While the use of platelets have remained standard for both treatment of bleeding and prophylaxis, the use of factor VII either in isolation or in combination with other agents has been shown to be equally efficacious [9, 13]. It is especially effective in cases with platelet refractoriness such as in the presence of platelet antibodies [5, 14]. In addition to refractoriness, the risk of platelet transfusion also includes infectious complications although the incidence may be very low . The mechanism of action of factor VII involves activation of factor X resulting in burst of thrombin generation which in turn converts fibrinogen to fibrin and enhances GT platelet adhesion and aggregation. Thrombin also improves the stability of the final clot structure by different mechanisms .

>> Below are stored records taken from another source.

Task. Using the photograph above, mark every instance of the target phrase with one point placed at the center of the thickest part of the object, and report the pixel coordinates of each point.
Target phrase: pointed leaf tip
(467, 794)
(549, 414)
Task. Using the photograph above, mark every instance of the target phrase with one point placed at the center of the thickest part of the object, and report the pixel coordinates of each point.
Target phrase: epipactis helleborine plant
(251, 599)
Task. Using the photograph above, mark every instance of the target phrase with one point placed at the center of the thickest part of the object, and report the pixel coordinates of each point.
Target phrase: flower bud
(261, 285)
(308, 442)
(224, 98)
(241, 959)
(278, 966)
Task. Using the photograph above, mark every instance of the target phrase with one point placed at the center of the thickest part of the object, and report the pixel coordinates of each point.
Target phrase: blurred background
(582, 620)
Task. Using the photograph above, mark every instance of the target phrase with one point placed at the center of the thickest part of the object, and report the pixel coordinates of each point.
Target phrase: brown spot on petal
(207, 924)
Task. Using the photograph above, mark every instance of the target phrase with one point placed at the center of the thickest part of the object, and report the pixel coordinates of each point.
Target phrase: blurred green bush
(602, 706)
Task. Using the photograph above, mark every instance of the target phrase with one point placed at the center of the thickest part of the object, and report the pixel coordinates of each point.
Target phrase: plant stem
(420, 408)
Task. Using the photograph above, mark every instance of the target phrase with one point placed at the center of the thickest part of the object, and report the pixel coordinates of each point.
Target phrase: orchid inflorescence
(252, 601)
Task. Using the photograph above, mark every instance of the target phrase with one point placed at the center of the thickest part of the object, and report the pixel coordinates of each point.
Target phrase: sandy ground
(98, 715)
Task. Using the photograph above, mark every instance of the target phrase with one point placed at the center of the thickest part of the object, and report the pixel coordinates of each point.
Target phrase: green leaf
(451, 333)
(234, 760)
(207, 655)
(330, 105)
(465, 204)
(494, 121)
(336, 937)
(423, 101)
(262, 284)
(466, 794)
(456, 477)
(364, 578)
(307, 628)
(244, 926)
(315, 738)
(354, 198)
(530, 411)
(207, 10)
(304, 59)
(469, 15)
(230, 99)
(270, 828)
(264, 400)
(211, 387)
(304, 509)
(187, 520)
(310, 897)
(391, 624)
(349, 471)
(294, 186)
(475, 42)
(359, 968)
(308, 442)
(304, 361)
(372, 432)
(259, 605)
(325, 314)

While the common presentations involve minor bleeding episodes, spontaneous or associated with procedures, major life threatening bleeds do occur in these patients . There are no established guidelines for treating these patients, and response to treatment is assessed through a combination of clinical assessment and functional platelet testing [14, 15]. Therefore, care for patients who present with multisystem trauma or require complex management is best coordinated in a multidisciplinary fashion involving expertise of hematologists and transfusion medicine specialists in addition to the primary treatment team [5, 16]. As these patients are used to prolonged bleeding and need for platelet transfusions, lack of timely transfusion in the setting of ongoing bleeding may be anxiety provoking for the patient and the family as in our case.
This case report was presented in the annual meeting of the Pennsylvania Society of Oncology and Hematology, Pittsburgh, October 2019.
Conflicts of Interest
The authors declare no conflicts of interest.